Sandro Martini’s Ciao, Amore, Ciao is a soul-wrenching blend of memoir and historical fiction that begins with the quiet unraveling of a family and ends with the thunderous echoes of a nation’s buried past. Told through the eyes of a grieving son, the story moves between present-day Italy and fragments of a family’s long-buried secrets, tracing the last days of the narrator’s parents while peeling back layers of memory, guilt, and unresolved trauma. It’s a story of death and love, fathers and sons, and the way history bleeds into the present, whether we ask for it or not.

This book left me aching. Martini’s voice is raw and self-deprecating, not overly polished, which makes it feel incredibly relatable. I loved how he didn’t try to wrap up his grief in a neat little bow. Instead, he let it run wild through the streets of Piovene, scream through the halls of a hospital, and settle into the quiet spaces of a father’s old car. And the prose is beautiful. Sharp and vivid, like a Polaroid that won’t stop developing. There were passages where I had to stop and breathe, not because they were hard to understand, but because they were so true.

The ideas in this book haunted me. Martini doesn’t just write about family loss; he goes after the rot that lies underneath nations and legacies. There’s bitterness here—about fascism, about immigration, about how Italy remembers and forgets its sons. But there’s also a weird kind of love buried in all that anger. The kind of love that’s too painful to talk about directly, so it comes out sideways, in jokes and cigarette smoke and rusting old cars.

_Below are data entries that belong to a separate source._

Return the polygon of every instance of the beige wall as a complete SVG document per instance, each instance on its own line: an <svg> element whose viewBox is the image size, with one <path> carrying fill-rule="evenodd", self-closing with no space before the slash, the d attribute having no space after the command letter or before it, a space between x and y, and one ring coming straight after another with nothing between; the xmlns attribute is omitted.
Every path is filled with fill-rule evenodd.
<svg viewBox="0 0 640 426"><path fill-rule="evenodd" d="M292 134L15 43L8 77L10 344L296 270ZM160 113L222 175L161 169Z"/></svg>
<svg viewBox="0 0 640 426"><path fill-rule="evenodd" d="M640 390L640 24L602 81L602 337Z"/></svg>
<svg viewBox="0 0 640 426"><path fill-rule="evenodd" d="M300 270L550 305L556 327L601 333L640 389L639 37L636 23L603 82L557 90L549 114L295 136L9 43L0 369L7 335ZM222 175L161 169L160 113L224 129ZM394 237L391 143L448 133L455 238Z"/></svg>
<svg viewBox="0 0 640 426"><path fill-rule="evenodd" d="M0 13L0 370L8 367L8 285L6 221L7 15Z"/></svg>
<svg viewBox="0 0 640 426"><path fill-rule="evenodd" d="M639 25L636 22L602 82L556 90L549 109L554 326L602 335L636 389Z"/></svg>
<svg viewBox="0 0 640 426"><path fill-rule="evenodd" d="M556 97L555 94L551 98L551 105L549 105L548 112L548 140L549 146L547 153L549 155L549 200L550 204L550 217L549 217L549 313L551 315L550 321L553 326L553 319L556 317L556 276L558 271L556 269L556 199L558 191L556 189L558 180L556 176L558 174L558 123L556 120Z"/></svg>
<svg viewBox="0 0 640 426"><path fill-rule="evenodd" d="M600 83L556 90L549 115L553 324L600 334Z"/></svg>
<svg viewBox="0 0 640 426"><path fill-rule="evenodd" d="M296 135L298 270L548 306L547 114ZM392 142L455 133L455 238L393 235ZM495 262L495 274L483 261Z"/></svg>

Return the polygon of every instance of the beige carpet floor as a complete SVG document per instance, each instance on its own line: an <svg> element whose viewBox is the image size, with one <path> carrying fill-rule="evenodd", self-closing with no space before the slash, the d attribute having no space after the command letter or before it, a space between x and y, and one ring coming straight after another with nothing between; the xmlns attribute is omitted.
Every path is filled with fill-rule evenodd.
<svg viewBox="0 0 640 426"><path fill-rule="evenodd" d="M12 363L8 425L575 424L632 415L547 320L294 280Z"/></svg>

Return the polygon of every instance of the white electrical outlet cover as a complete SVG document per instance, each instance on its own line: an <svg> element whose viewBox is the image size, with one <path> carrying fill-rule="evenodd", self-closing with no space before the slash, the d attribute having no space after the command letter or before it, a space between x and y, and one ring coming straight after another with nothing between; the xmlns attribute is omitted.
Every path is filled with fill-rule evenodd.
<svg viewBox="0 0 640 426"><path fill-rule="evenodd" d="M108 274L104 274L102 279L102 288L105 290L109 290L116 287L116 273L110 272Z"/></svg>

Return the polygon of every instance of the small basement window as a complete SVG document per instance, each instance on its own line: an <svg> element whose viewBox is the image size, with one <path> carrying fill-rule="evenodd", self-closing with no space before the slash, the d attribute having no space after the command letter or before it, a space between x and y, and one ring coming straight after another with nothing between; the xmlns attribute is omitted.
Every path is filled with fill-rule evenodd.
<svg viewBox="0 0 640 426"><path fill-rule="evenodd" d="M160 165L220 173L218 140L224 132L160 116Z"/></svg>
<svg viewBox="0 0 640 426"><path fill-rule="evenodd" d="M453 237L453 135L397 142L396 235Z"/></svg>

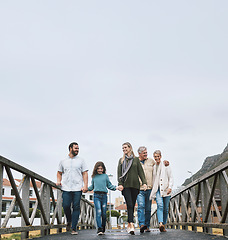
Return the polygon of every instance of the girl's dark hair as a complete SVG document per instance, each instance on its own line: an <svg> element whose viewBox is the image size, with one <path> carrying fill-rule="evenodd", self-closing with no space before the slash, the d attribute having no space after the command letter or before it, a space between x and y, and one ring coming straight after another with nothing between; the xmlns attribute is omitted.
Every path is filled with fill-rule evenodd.
<svg viewBox="0 0 228 240"><path fill-rule="evenodd" d="M95 177L95 175L98 174L98 173L97 173L98 167L102 167L102 168L103 168L103 173L106 173L106 167L105 167L104 163L103 163L103 162L97 162L97 163L95 164L94 168L93 168L93 174L92 174L92 176L91 176L92 178Z"/></svg>

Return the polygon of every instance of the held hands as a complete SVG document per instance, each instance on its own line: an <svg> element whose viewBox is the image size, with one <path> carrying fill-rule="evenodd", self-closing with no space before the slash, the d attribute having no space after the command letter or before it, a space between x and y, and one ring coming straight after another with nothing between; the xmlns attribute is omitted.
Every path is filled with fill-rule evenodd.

I’d recommend Ciao, Amore, Ciao to anyone who’s lost a parent, anyone who’s tried to understand their family too late, or anyone who thinks history lives only in textbooks. This book is messy, emotional, and full of ghosts. But it’s also deeply honest and strangely comforting, like a long night drive with someone who knows when not to talk. I wouldn’t say it’s easy reading, but if you let it, it’ll stay with you long after the last page.